Service and Comfort Animals
The ADA definition of a service animal was revised on March 15, 2011 as follows:
“Service animal means any dog that is individually trained to do work or perform tasks for the benefit of an individual with a disability, including a physical, sensory, psychiatric, intellectual, or other mental disability. Other species of animals, whether wild or domestic, trained or untrained, are not service animals for the purposes of this definition. The work or tasks performed by a service animal must be directly related to the handler’s disability. Examples of work or tasks include, but are not limited to, assisting individuals who are blind or have low vision with navigation and other tasks, alerting individuals who are deaf or hard of hearing to the presence of people or sounds, providing non-violent protection or rescue work, pulling a wheelchair, assisting an individual during a seizure, alerting individuals to the presence of allergens, retrieving items such as medicine or the telephone, providing physical support and assistance with balance and stability to individuals with mobility disabilities, and helping persons with psychiatric and neurological disabilities by preventing or interrupting impulsive or destructive behaviors. The crime deterrent effects of an animal’s presence and the provision of emotional support, well-being, comfort, or companionship do not constitute work or tasks for the purposes of this definition”.

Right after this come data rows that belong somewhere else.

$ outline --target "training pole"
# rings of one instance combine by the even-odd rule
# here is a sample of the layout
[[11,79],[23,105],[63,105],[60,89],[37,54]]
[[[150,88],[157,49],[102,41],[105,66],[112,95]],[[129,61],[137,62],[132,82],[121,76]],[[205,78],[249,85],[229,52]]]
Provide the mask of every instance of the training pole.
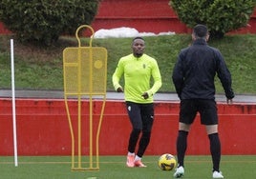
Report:
[[17,134],[16,134],[16,109],[15,109],[15,83],[14,83],[14,54],[13,39],[11,39],[11,96],[12,96],[12,125],[13,125],[13,147],[14,147],[14,165],[18,166],[17,154]]

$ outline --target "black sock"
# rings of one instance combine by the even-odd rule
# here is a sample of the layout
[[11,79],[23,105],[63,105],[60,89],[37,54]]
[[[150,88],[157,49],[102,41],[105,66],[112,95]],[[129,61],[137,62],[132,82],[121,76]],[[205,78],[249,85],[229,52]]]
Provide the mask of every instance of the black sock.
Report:
[[177,157],[178,157],[178,167],[184,167],[184,156],[187,146],[187,135],[188,131],[179,130],[179,134],[177,137]]
[[221,162],[221,141],[218,133],[212,133],[208,135],[210,140],[210,151],[213,163],[213,171],[220,171]]

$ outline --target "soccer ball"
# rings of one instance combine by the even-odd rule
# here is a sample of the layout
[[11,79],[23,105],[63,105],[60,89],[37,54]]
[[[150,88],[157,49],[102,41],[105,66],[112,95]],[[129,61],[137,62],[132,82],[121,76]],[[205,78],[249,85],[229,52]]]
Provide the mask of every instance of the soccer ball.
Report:
[[175,157],[169,153],[162,154],[159,159],[159,167],[161,170],[172,170],[176,165]]

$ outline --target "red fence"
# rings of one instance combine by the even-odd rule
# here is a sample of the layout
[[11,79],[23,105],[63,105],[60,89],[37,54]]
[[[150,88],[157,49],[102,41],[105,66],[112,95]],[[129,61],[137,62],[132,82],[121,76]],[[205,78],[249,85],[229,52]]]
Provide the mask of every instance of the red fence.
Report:
[[[135,28],[139,32],[189,32],[190,30],[178,19],[168,2],[169,0],[102,0],[92,27],[96,31],[100,29],[128,27]],[[0,24],[0,34],[8,32]],[[246,28],[232,32],[256,33],[256,10]]]
[[[94,104],[94,125],[98,122],[101,101]],[[70,104],[73,123],[76,124],[76,107]],[[88,101],[83,102],[88,109]],[[218,104],[220,137],[224,154],[256,154],[256,105]],[[84,111],[83,152],[88,153],[89,112]],[[157,102],[151,143],[146,154],[176,153],[179,104]],[[70,155],[71,135],[63,99],[17,99],[17,140],[19,155]],[[205,129],[197,120],[188,142],[188,154],[209,154]],[[0,100],[0,155],[12,155],[11,100]],[[76,129],[75,129],[76,131]],[[107,101],[99,137],[100,155],[127,152],[130,123],[122,101]],[[250,136],[250,137],[248,137]]]

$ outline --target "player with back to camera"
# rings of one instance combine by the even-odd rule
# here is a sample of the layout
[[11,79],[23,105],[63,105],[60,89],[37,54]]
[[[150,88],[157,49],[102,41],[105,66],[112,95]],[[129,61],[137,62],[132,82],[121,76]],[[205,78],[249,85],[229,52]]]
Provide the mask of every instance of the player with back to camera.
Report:
[[232,103],[234,92],[231,74],[220,50],[207,45],[208,30],[204,25],[193,29],[190,47],[181,50],[174,67],[172,79],[181,99],[179,133],[177,137],[178,167],[174,177],[184,174],[184,155],[191,124],[200,113],[210,143],[213,178],[224,178],[220,171],[221,141],[218,134],[218,114],[215,101],[214,77],[217,73],[225,92],[227,104]]
[[[122,75],[124,76],[124,98],[132,124],[126,162],[126,166],[129,168],[146,167],[141,162],[141,158],[149,144],[154,123],[153,94],[161,87],[158,63],[144,53],[144,39],[134,38],[132,41],[133,53],[119,59],[112,77],[115,90],[117,92],[123,92],[119,80]],[[152,87],[150,86],[151,77],[154,79]],[[136,153],[138,142],[139,148]]]

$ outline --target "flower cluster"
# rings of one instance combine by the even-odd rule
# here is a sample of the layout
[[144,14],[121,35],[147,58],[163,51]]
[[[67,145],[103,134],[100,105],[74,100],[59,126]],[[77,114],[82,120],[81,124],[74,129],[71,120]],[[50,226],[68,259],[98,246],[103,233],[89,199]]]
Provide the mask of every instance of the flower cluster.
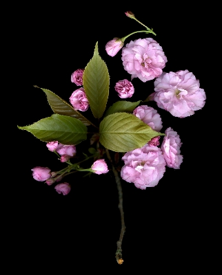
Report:
[[[83,76],[84,69],[78,69],[71,75],[71,81],[77,86],[83,85]],[[85,90],[83,87],[74,91],[70,97],[70,102],[74,110],[85,111],[89,108],[89,101],[87,98]]]
[[61,155],[61,162],[65,162],[75,155],[77,148],[75,145],[64,145],[57,141],[48,142],[46,146],[51,152],[54,151]]
[[[85,176],[92,173],[107,174],[109,166],[114,174],[119,198],[121,198],[121,188],[118,172],[122,179],[133,183],[137,188],[145,190],[157,186],[167,168],[180,168],[183,156],[181,154],[182,142],[179,135],[170,126],[164,133],[160,132],[163,129],[161,117],[157,110],[148,106],[149,102],[154,101],[158,107],[180,118],[193,115],[205,105],[205,91],[200,88],[199,80],[193,73],[188,69],[176,72],[163,71],[168,58],[162,47],[154,39],[139,38],[124,46],[125,40],[135,33],[156,35],[152,29],[139,21],[132,12],[125,14],[141,24],[145,30],[123,38],[114,38],[105,45],[107,54],[112,57],[121,50],[123,69],[131,78],[130,81],[121,78],[123,80],[117,81],[112,88],[117,92],[117,98],[118,96],[121,99],[133,98],[137,92],[137,81],[132,84],[134,78],[137,78],[142,82],[153,80],[154,88],[145,96],[146,98],[137,102],[118,100],[105,112],[109,96],[110,75],[105,63],[99,57],[97,43],[94,55],[85,69],[77,69],[71,74],[71,82],[79,87],[70,93],[69,100],[72,106],[50,91],[42,89],[54,113],[36,122],[34,127],[19,126],[47,141],[48,150],[54,153],[61,162],[68,164],[59,171],[41,166],[32,169],[35,180],[45,182],[48,186],[57,183],[54,189],[59,194],[67,195],[71,190],[70,183],[57,184],[64,177],[77,172],[88,172]],[[146,92],[143,91],[143,94]],[[77,111],[86,111],[90,106],[97,124],[92,123]],[[89,131],[88,126],[93,130]],[[37,130],[39,129],[43,130],[41,134]],[[83,152],[77,154],[76,144],[87,140],[89,133],[92,133],[88,140],[90,155]],[[110,151],[116,152],[113,160]],[[91,158],[93,158],[92,164],[88,164],[88,168],[81,166]],[[75,163],[71,162],[73,159]],[[125,226],[122,199],[119,206],[123,237]],[[119,264],[123,261],[120,245],[122,237],[117,242],[116,252]]]
[[[134,110],[133,114],[152,129],[159,131],[162,129],[161,116],[152,107],[139,106]],[[174,169],[180,168],[183,156],[180,154],[182,143],[179,135],[170,127],[165,130],[165,135],[161,148],[157,147],[160,144],[160,136],[157,136],[143,147],[124,155],[122,160],[125,165],[121,171],[123,179],[144,190],[158,184],[166,166]]]
[[181,118],[202,109],[206,99],[199,81],[188,69],[162,74],[154,81],[154,91],[157,106]]

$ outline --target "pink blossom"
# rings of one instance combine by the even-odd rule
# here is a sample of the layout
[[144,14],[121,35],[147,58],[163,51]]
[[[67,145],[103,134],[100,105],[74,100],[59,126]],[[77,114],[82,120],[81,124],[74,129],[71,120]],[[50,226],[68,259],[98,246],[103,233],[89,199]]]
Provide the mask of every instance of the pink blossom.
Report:
[[59,184],[54,186],[54,189],[59,194],[63,194],[63,195],[68,195],[71,190],[71,186],[68,182],[63,184]]
[[160,139],[160,136],[158,135],[157,137],[152,138],[149,142],[148,142],[148,145],[151,146],[159,146],[159,140]]
[[163,128],[161,118],[152,107],[147,105],[139,106],[134,109],[132,114],[157,132]]
[[58,142],[47,142],[46,146],[48,147],[49,151],[50,151],[51,152],[53,152],[58,147]]
[[93,170],[93,173],[97,175],[105,174],[109,172],[109,169],[104,159],[96,160],[92,164],[91,169]]
[[188,70],[163,73],[154,81],[157,106],[177,118],[185,118],[202,109],[206,96],[199,81]]
[[161,151],[168,167],[179,169],[183,162],[183,156],[180,155],[182,142],[179,135],[172,128],[168,128],[161,145]]
[[70,97],[70,101],[75,110],[85,111],[89,107],[89,102],[83,88],[74,91]]
[[60,155],[68,155],[70,157],[73,157],[77,153],[77,148],[75,145],[63,145],[60,144],[59,148],[57,149],[57,152]]
[[51,170],[48,167],[37,166],[31,169],[32,177],[38,182],[44,182],[51,177]]
[[148,144],[127,152],[122,157],[125,165],[121,176],[127,182],[145,190],[157,185],[165,171],[165,161],[161,149]]
[[121,38],[115,38],[108,42],[105,47],[109,56],[114,56],[123,46],[123,42],[121,41]]
[[61,162],[68,162],[70,160],[70,155],[63,155],[61,156],[60,161],[61,161]]
[[168,61],[162,47],[151,38],[139,38],[126,44],[122,50],[124,69],[131,80],[138,77],[143,82],[159,76]]
[[77,86],[82,86],[83,72],[83,69],[78,69],[74,71],[71,75],[71,81]]
[[134,93],[133,85],[127,79],[118,81],[116,83],[114,89],[121,98],[131,98]]

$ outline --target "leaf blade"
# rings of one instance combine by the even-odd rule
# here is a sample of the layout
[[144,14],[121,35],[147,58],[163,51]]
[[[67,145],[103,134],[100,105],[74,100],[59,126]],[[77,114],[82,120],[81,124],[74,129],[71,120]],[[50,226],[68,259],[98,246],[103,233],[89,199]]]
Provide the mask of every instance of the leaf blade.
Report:
[[19,126],[43,142],[58,141],[63,144],[78,144],[87,139],[87,127],[79,120],[53,114],[31,125]]
[[109,96],[110,76],[106,64],[99,54],[98,42],[93,56],[84,69],[83,82],[92,113],[94,118],[100,118]]
[[152,138],[165,135],[127,113],[114,113],[105,117],[101,122],[99,133],[101,144],[115,152],[141,148]]
[[[34,87],[39,88],[37,86]],[[48,89],[40,89],[46,94],[48,102],[54,113],[58,113],[59,115],[68,116],[77,118],[86,126],[92,124],[92,122],[85,118],[81,113],[78,112],[78,111],[74,110],[72,106],[52,91],[48,90]]]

Under the ADA an “Emotional Support Animal” or “Comfort Animal” or Animal Assisted Therapy” (AAT) Animal is not a service animal as defined above. It does not assist a disabled person with daily living activities. Emotional Support Animals are prescribed in a treatment process to alleviate a person’s depression or other psychiatric disabilities. However, under the Federal Fair Housing Act, which applies to homeowner associations, a housing provider is required to make reasonable accommodations for Assistance Animals including Emotional Support Animals even though they are not trained to do work or perform tasks. Under California’s Fair Employment and Housing Act, an Assistance Animal can be a Reasonable Accommodation.

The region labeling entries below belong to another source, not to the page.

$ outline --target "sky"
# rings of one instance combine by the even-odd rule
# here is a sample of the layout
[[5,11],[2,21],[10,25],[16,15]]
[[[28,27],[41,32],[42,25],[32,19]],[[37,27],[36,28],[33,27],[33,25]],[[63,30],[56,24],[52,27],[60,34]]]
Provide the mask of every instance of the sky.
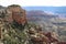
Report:
[[0,0],[0,6],[20,4],[22,7],[63,7],[66,0]]

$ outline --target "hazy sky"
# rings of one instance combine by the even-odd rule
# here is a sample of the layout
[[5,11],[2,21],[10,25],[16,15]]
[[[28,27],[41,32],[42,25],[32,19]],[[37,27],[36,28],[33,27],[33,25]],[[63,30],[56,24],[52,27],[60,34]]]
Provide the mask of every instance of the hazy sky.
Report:
[[66,0],[0,0],[0,6],[20,4],[23,7],[35,6],[52,6],[62,7],[66,6]]

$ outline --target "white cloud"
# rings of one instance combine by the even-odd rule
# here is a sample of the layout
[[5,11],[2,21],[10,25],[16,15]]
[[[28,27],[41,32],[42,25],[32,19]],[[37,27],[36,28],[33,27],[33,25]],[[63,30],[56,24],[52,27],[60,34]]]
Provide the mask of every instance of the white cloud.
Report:
[[58,6],[66,6],[65,0],[0,0],[1,6],[10,6],[10,4],[20,4],[23,7],[30,7],[30,6],[52,6],[52,7],[58,7]]

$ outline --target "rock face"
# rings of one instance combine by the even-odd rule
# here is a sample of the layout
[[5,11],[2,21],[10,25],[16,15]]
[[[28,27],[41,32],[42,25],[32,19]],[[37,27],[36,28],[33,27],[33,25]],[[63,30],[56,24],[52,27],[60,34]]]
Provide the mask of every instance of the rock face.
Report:
[[7,8],[7,12],[8,12],[7,21],[9,21],[10,23],[13,21],[18,22],[19,24],[23,24],[26,22],[25,10],[23,10],[20,6],[16,4],[9,6]]

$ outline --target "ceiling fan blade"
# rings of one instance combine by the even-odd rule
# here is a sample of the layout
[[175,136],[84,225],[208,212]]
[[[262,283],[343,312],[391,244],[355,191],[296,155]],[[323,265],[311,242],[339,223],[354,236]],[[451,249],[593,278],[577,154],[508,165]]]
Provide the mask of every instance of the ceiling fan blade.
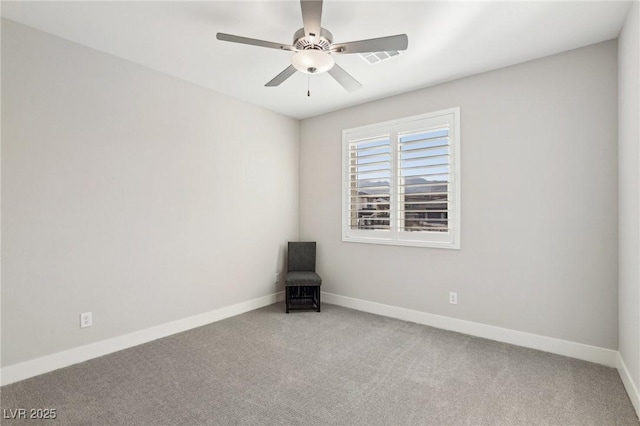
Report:
[[232,43],[240,43],[240,44],[249,44],[252,46],[268,47],[271,49],[293,50],[293,51],[296,50],[295,47],[288,44],[273,43],[271,41],[258,40],[255,38],[240,37],[233,34],[218,33],[216,34],[216,38],[222,41],[230,41]]
[[398,34],[389,37],[336,43],[331,46],[331,51],[334,53],[390,52],[392,50],[405,50],[408,45],[409,39],[407,35]]
[[351,77],[351,74],[342,69],[338,64],[334,64],[328,73],[331,74],[331,77],[335,78],[347,92],[354,92],[362,87],[362,84],[360,84],[358,80]]
[[[320,21],[322,19],[322,0],[300,0],[302,7],[302,23],[304,35],[320,37]],[[314,39],[311,39],[313,42]]]
[[283,81],[291,77],[295,72],[296,72],[295,67],[293,65],[289,65],[287,68],[284,69],[284,71],[282,71],[280,74],[275,76],[273,80],[265,84],[265,86],[266,87],[279,86]]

Therapy animals are used by medical and counseling centers to treat patients with various emotional or social problems. Therapy animals can include cats, dogs, rabbits, and other animals.
To overcome pet restrictions, a person must show two things:
- They have a legal disability, and
- The animal helps alleviate the disability.
Boards can require proof of a disability before allowing an animal that violates the association’s restrictions. Boards cannot demand to know the specific disability, only that the person has a disability and the service animal is required. Such proof is usually in the form of a doctor’s letter.
A “disability” is defined as a “physical or mental condition or impairment that is medically cognizable, and diagnosable, and that substantially limits one or more of a person’s major life activities”. These limitations may include: caring for oneself, performing manual tasks, walking, seeing, hearing, speaking, breathing, working, and learning. A person is substantially limited in major life activities if the individual is unable to perform the activity, or is significantly restricted as to the manner in which he or she can perform that activity when compared to the average person. Under California’s Fair Employment and Housing Act, the physical or mental condition or impairment must limit one or more of a person’s major life activities. It is not required to be a “substantial” limitation.
Associations must reasonably accommodate people with disabilities who use guide, signal, service dogs or assistance animals. Associations may not apply breed and weight restrictions to restrict such animals from the community. As provided for in the California Department of Fair Employment and Housing guidelines:
“Persons with disabilities have the right to use the service of a guide, signal or service dog or other such designated animal and to keep such animals in or around their dwellings. Landlords may reasonably regulate the presence of the animals on their premises but may not impose any extra charges or security deposits. Tenants, however, are liable for any damage caused by their animals when proof of such damage exists”.
Associations are treated as landlords under the law. Owners are treated as tenants under the law.
Any person who knowingly and fraudulently represents himself or herself, through verbal or written notice, to be the owner or trainer of any canine licensed, qualified or identified as a guide, signal, or service dog shall be guilty of a misdemeanor punishable by imprisonment in the county jail not exceeding six months, by a fine not exceeding $1,000, or by both a fine and imprisonment.